Dipping his head, he touched her nipple with his tongue, coaxed it to stiffen, heard her whimper as she slid her fingers through his hair, over his ear, and down, until she was tugging at his shirt, and he in turn slipped her blouse from her and fingered the delicate laces of her camisole.

Gasping, moaning softly, she undressed him quickly, and he drew off her garments, one after the other, until they lay nude on a scattering of dark clothing and pale sand, hidden in the black shadow of the headland where no one could see them, where they had found a small private space to relish each other.

Feeling the gentle, cool evening wind on his skin, he drew her into his arms, her skin warm and delicious against his, and he traced his lips over her breasts, teasing her nipples to pearls, while she arched and breathed out in a cry. He traced his tongue over her breasts, between them, and downward over her abdomen, to where she was sweet, tender, and secret.

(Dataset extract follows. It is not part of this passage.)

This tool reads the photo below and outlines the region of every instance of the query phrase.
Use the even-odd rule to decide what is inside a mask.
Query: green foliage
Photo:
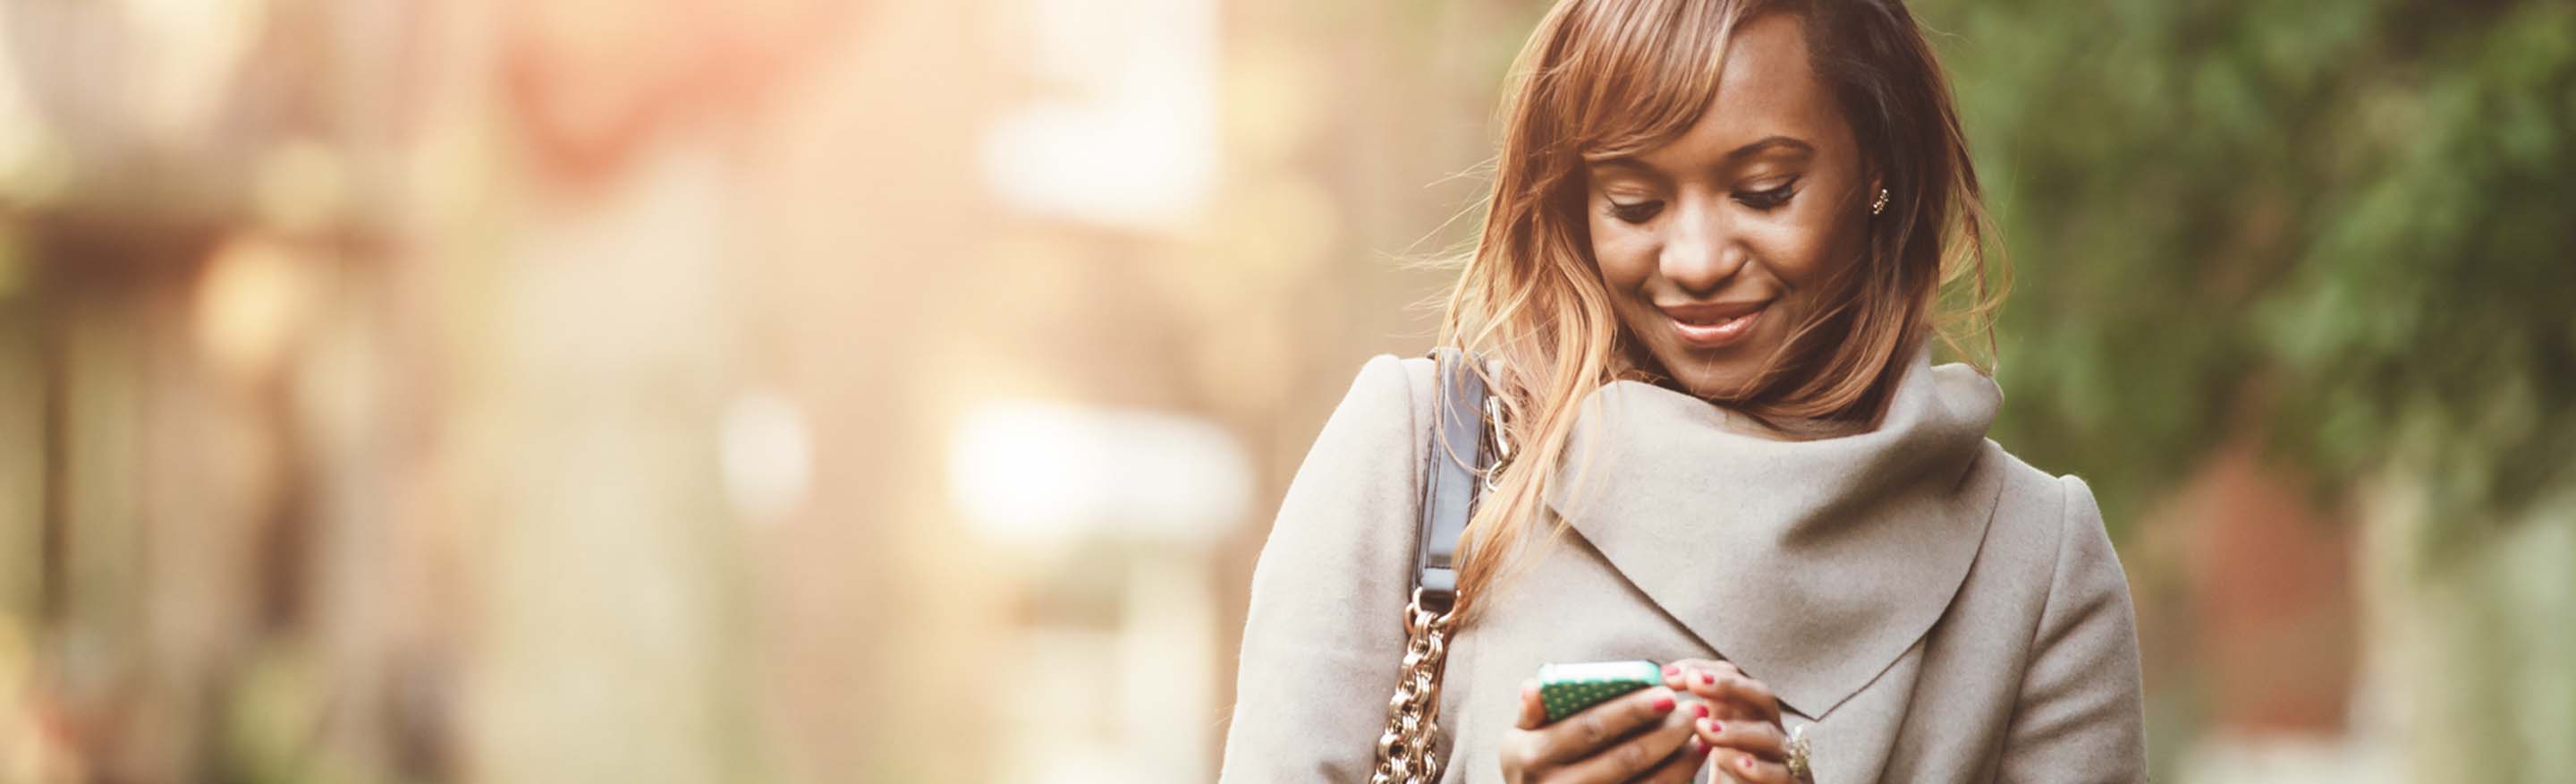
[[[2115,520],[2235,433],[2444,518],[2570,480],[2576,5],[1917,13],[2017,277],[1999,440]]]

As she shivered under him, he teased her, stroked her, until she clutched at him and whimpered out her release. When she subsided, sighing like a wave, he could not control the powerful need much longer, his heart slamming, body and soul near to bursting. But he must not give her a child, not yet, though he wanted that, someday, with her. Even if he could not resist her—yet again—he would not knowingly compromise her well-being.

Through a haze, he reminded himself to be cautious, even as she pleaded with her writhing body and a low, throaty moan that sent a hot pulse through him. She moved in the soft sand beneath him, pulling him over her, and he gave a low groan, all fire and blaze and no longer himself.

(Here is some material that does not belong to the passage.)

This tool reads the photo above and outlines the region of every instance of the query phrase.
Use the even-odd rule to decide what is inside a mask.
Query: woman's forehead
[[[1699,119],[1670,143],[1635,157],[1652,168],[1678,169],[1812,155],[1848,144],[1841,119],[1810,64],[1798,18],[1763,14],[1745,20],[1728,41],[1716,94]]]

As his body slipped into the glove of hers, she became his crucible and he hers, all fire and passion, all wind and sea and pounding heart. The storm tore through him, and somehow he found the strength to pull back, to spill himself into the warm sea that teased around them.

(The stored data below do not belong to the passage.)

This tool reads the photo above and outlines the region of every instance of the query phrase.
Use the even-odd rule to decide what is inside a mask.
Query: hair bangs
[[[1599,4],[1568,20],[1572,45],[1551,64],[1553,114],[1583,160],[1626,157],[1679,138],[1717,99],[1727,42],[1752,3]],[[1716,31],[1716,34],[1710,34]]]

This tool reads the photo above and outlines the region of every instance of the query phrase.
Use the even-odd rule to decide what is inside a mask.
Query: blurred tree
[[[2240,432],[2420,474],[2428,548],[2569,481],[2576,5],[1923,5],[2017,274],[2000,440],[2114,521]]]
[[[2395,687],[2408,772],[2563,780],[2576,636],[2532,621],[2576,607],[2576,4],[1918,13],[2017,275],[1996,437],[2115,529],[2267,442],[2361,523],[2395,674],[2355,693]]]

Breathless, he gathered her into his arms and rolled to his side to hold her. Moments later, he realized that she wept silently, hiding her face against his shoulder.

Chapter 13

Moonlight on the whispering sea, the surf rinsing at her feet, and Dougal's arms around her would become memories to carry her through the rest of her life, Meg thought. Years from now, she would treasure this night and one other, and she would always remember him like this—her kelpie, so strong and beautiful, tender and kind, and hers alone.

Soon she must never see Dougal again. Once she resumed her existence as Lady Strathlin, she was sure that her future husband would not allow his wife—no matter her fortune or her desire—to return to Caransay alone, free, without threat.

She sucked in a quick breath against the pain of that and ducked her head against his chest.